Mobility is a hot topic in government. If you visited Local Government Chronicle’s website on the 3rd of March, you would have read that “only a third of local authority websites have achieved the sector standard for access from mobile devices despite the fact that nearly one in three visits are now made from smart phones.”
On the same day, if you did a Google search, your efforts would have been rewarded with a press release from Aberdeen City Council showcasing how mobile technology “aims to improve the efficiency of the organisation’s building repairs service.”
A few days later, public sector leaders came to London to attend a conference appropriately called, “Mobile Government,” where attendees showcased how they were embracing mobile technologies.
What does this all mean?
If you work at a local authority that is doing something around mobility, then you’re ahead of the curve. If not, it’s time to act before your customers (taxpaying constituency) or colleagues start demanding change.

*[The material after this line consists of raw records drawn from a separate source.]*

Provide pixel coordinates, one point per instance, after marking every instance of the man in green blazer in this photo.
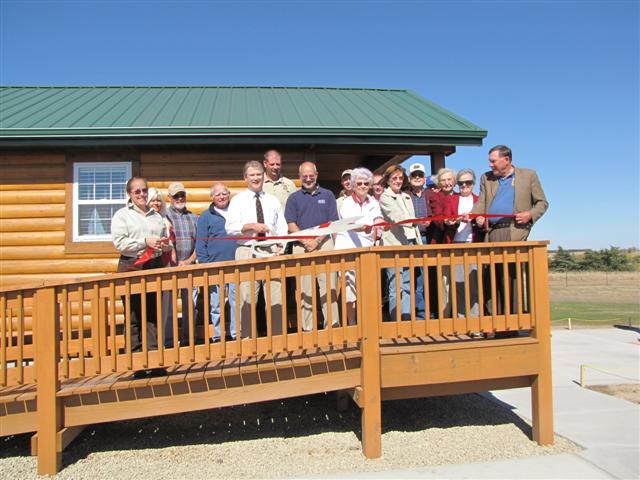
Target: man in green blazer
(508, 189)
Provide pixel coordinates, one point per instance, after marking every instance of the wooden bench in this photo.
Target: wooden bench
(66, 373)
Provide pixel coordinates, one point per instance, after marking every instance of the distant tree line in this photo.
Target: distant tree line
(612, 259)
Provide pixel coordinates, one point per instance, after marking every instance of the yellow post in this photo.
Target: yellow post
(369, 299)
(541, 388)
(47, 326)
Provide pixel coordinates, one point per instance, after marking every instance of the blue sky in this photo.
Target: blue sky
(558, 81)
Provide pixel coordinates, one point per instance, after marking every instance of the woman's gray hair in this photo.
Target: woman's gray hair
(466, 171)
(156, 193)
(361, 172)
(444, 171)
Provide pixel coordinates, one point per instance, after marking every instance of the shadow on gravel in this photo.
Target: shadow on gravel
(295, 417)
(628, 327)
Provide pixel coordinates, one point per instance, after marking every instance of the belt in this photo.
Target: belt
(495, 226)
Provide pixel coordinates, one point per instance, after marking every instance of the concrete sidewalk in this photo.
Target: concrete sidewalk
(607, 427)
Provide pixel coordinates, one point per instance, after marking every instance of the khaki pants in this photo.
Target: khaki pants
(306, 287)
(246, 302)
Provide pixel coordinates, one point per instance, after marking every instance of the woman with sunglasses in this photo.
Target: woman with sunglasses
(458, 231)
(135, 228)
(397, 206)
(358, 204)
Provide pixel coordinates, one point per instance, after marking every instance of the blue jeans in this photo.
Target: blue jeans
(214, 305)
(404, 286)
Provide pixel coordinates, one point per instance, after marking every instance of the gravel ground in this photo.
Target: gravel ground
(289, 438)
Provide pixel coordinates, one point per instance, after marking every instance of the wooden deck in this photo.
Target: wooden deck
(67, 362)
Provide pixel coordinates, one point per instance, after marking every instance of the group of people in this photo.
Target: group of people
(271, 205)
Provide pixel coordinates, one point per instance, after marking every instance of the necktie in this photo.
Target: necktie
(259, 212)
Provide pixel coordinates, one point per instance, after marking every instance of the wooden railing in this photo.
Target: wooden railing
(94, 325)
(69, 332)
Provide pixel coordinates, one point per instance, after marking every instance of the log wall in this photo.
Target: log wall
(35, 202)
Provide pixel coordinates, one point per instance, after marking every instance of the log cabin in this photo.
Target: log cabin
(65, 352)
(66, 152)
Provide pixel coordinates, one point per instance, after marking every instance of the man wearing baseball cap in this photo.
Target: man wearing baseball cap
(184, 226)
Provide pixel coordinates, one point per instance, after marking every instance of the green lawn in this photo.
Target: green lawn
(596, 313)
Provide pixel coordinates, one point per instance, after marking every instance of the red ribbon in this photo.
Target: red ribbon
(148, 254)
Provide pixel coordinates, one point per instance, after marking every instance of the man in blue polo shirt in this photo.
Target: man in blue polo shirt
(309, 207)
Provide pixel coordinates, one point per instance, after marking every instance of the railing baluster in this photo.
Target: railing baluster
(412, 294)
(398, 288)
(329, 299)
(453, 290)
(480, 276)
(494, 300)
(206, 327)
(174, 317)
(519, 288)
(427, 293)
(467, 292)
(112, 322)
(64, 326)
(3, 339)
(314, 303)
(239, 327)
(254, 305)
(441, 299)
(192, 320)
(507, 289)
(268, 305)
(343, 299)
(299, 303)
(143, 320)
(127, 323)
(159, 320)
(20, 319)
(285, 310)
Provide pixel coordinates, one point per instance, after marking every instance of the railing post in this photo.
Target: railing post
(49, 406)
(369, 296)
(542, 388)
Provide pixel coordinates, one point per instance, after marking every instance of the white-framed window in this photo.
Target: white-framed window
(98, 191)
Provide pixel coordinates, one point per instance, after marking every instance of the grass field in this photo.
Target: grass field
(595, 298)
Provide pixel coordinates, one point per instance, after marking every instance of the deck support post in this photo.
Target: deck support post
(49, 406)
(370, 371)
(542, 388)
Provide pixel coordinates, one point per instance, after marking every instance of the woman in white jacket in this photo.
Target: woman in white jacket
(397, 206)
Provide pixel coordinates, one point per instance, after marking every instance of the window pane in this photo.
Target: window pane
(96, 219)
(103, 191)
(86, 175)
(85, 192)
(117, 191)
(103, 176)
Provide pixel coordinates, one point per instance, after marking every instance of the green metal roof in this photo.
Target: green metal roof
(228, 115)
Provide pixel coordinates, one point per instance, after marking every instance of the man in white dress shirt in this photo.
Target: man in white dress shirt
(254, 213)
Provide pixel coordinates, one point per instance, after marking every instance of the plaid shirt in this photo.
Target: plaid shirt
(184, 227)
(420, 207)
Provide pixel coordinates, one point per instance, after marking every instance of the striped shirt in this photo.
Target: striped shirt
(184, 227)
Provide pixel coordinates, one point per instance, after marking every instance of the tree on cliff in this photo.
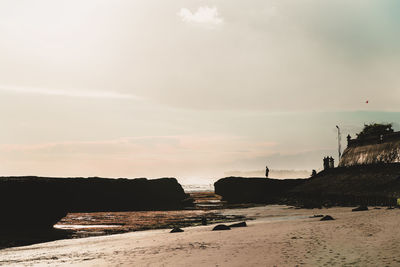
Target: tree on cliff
(375, 129)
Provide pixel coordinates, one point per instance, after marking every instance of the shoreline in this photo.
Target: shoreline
(366, 238)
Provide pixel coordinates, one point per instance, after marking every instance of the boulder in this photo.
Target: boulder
(360, 208)
(221, 227)
(241, 224)
(327, 218)
(176, 230)
(317, 216)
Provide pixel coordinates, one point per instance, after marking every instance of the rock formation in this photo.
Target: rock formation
(254, 190)
(39, 202)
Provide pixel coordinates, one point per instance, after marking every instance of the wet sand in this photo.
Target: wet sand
(366, 238)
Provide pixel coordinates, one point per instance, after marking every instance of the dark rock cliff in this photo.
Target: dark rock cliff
(39, 202)
(254, 190)
(377, 184)
(372, 150)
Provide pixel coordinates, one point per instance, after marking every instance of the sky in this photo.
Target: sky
(191, 89)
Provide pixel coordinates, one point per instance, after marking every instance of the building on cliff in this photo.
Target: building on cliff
(375, 149)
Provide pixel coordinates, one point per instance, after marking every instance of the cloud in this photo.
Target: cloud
(204, 15)
(68, 93)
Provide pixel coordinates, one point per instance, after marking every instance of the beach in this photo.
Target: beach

However, I’d politely argue that most organisations aren’t fully doing their utmost here. Trust me. It’s not due to a lack of effort. The reason for the slow adoption of mobility in the public sector is primary a lack of precedent (and I’m not talking about making a website responsive – thought it’s important considering most people now surf the internet from their phones).
Unlike any other industry adopting mobile technologies, I believe the public sector has the greatest opportunity to innovate. In the case of local authorities, they are not just open to change. They are being actively encouraged to do so by individual taxpayers, businesses and politicians in Parliament.
Yet, most local authorities have failed to fully capitalise on the potential of mobility in their organisation largely due to external factors. Over the past few years, elected officials have been under immense pressure to cut costs. This is good for reducing the deficit and bad for employees because of redundancies.
What’s the way forward?
Continue to embrace mobility with the peddle to the metal. It can be truly transformational. When mobility is used innovatively across the entire organisations such as by human resources, customer care and IT teams, the benefits go far beyond traditional savings to creating value.
Based on our own experience, we estimate that local authorities could save £10.3 million per year if every major internal department were to implement mobility.